Michael Nicholas thinks, writes and speaks about how we make decisions. But it goes far deeper than that. We look at how our deepest beliefs about ourselves and the world are holding us back – all the time.
The way we think about ourselves has a huge impact on how we experience stress. Short-term stress, he says, is good and even healthy. Those deadlines, then, are serving their purpose.
But the problem for us comes when we’re living in a continual state of fear. We may not be worrying about being eaten, but we do worry about all sorts of other things: have I got that structure right? What will my agent think of that title? Should I be pitching for that job, or will it be just another rejection? It’s easy to descend into overwhelm, and hard to climb out again.
Living with those kinds of stresses are having a huge impact on our life, our work and our creativity. Michael has a wonderfully human, sympathetic approach to how we can change the way we respond to the world, so that we can achieve more of what we want, with less stress.
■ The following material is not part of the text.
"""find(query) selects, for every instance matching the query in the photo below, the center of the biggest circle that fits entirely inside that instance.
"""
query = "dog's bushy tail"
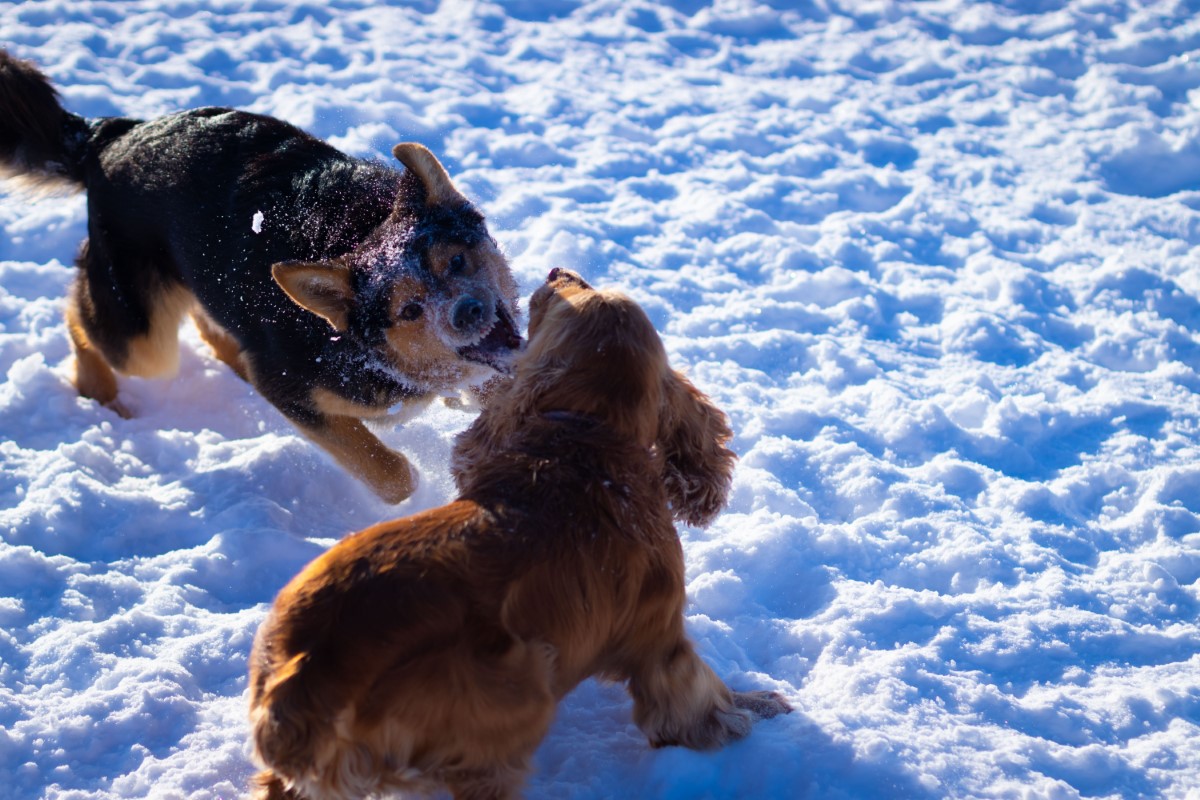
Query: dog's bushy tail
(41, 144)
Michael has a a story that’s probably also familiar to many of us. We’re about to do some work – writing, painting, presenting – and we realise that it’s been done brilliantly before. So brilliantly, in fact, that we can’t see where we can do anything better (what do you do when the main book in your field led to a Nobel Prize?). That’s the dilemma he faced when he was commissioned to write his second book, which became The Little Black Book of Decision Making. He found a solution that’s allowed him to show and develop his reputation, with an angle that I found compelling and relevant.